Class AccumuloStoreRelation

  • All Implemented Interfaces:
    org.apache.spark.sql.sources.PrunedFilteredScan, org.apache.spark.sql.sources.PrunedScan, org.apache.spark.sql.sources.TableScan

    public class AccumuloStoreRelation
    extends org.apache.spark.sql.sources.BaseRelation
    implements org.apache.spark.sql.sources.TableScan, org.apache.spark.sql.sources.PrunedScan, org.apache.spark.sql.sources.PrunedFilteredScan
    Allows Apache Spark to retrieve data from an AccumuloStore as a DataFrame. Spark's Java API does not expose the DataFrame class, but it is just a type alias for a Dataset of Rows.
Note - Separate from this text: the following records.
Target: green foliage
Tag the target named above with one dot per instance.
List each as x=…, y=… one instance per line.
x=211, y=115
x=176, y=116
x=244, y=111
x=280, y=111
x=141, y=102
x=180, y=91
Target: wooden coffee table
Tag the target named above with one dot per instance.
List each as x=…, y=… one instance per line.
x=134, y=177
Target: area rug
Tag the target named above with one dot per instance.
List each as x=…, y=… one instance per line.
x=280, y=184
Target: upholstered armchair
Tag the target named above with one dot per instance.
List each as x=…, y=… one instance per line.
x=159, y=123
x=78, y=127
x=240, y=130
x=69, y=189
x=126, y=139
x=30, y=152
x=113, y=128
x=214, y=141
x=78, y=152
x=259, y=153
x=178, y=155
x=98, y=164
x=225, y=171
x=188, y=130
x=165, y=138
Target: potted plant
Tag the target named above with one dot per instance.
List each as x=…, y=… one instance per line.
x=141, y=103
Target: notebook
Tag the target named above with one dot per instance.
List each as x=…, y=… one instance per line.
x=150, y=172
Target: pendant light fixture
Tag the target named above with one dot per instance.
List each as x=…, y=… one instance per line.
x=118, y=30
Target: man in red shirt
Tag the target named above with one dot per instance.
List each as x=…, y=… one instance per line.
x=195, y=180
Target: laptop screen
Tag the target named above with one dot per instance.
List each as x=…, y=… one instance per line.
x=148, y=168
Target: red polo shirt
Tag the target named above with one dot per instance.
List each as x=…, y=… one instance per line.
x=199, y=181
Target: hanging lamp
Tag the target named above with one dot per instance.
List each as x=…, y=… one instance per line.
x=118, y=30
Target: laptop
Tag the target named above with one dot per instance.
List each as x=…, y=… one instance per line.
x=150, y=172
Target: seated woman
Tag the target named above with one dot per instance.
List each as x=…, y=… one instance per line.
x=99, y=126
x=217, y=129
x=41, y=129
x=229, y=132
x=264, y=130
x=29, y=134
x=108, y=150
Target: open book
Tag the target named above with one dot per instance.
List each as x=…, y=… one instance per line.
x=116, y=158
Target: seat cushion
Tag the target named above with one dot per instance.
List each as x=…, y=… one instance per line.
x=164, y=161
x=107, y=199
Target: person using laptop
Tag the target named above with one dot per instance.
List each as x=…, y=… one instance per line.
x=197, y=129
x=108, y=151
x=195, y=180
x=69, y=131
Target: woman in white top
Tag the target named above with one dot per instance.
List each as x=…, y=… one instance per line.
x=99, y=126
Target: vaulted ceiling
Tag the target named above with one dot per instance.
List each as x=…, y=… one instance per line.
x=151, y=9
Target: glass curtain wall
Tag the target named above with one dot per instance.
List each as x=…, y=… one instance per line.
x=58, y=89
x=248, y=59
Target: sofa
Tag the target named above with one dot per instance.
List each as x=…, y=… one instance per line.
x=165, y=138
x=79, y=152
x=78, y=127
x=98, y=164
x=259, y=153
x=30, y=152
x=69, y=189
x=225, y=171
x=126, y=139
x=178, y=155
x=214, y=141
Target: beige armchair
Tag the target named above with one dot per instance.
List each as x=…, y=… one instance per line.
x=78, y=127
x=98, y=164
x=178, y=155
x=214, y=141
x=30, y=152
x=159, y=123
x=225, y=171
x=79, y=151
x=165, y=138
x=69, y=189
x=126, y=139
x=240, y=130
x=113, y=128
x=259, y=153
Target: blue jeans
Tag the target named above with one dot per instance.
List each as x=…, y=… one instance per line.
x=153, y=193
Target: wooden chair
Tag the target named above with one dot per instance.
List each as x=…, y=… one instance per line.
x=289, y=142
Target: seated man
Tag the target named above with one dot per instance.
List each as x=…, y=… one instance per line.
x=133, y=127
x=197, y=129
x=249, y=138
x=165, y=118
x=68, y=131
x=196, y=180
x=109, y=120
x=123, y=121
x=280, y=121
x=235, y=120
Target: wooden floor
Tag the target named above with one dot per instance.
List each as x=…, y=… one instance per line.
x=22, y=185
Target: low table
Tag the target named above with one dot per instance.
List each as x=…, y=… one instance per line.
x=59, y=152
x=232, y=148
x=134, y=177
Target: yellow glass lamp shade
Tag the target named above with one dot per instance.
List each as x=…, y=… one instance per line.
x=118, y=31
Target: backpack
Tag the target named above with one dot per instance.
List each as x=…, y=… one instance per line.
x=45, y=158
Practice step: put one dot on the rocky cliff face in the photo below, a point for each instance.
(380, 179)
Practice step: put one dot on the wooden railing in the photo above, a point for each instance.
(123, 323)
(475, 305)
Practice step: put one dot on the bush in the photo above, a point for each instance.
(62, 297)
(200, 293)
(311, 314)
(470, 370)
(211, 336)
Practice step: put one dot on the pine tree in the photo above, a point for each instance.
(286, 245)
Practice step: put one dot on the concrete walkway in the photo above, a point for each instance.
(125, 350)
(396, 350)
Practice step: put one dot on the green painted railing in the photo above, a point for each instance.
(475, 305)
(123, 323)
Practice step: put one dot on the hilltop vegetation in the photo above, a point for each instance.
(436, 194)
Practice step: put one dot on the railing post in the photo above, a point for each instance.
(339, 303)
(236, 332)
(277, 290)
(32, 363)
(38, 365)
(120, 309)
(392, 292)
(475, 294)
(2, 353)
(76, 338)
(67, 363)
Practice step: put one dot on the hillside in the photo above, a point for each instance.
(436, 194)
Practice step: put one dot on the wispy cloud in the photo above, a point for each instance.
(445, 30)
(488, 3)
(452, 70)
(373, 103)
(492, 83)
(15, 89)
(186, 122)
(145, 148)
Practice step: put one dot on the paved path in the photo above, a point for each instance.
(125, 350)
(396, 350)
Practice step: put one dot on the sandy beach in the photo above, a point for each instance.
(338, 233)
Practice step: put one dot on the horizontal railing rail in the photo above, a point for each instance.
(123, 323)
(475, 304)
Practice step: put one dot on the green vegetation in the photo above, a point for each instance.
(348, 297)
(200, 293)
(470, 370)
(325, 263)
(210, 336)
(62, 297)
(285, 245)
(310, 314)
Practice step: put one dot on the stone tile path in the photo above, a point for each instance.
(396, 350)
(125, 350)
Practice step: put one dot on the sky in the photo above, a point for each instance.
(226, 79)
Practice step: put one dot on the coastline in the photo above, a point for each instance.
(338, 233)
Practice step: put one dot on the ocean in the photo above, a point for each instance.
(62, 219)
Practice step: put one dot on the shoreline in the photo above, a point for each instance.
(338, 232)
The schema of the DataFrame is formed from the schemas of the groups specified in the view.

    If two of the specified groups have properties with the same name, then the types of those properties must be the same.

    AccumuloStoreRelation implements the TableScan interface which allows all Elements to of the specified groups to be returned to the DataFrame.

    AccumuloStoreRelation implements the PrunedScan interface which allows all Elements of the specified groups to be returned to the DataFrame but with only the specified columns returned. Currently, AccumuloStore does not allow projection of properties in the tablet server, so this projection is performed within the Spark executors, rather than in Accumulo's tablet servers. Once AccumuloStore supports this projection in the tablet servers, then this will become more efficient.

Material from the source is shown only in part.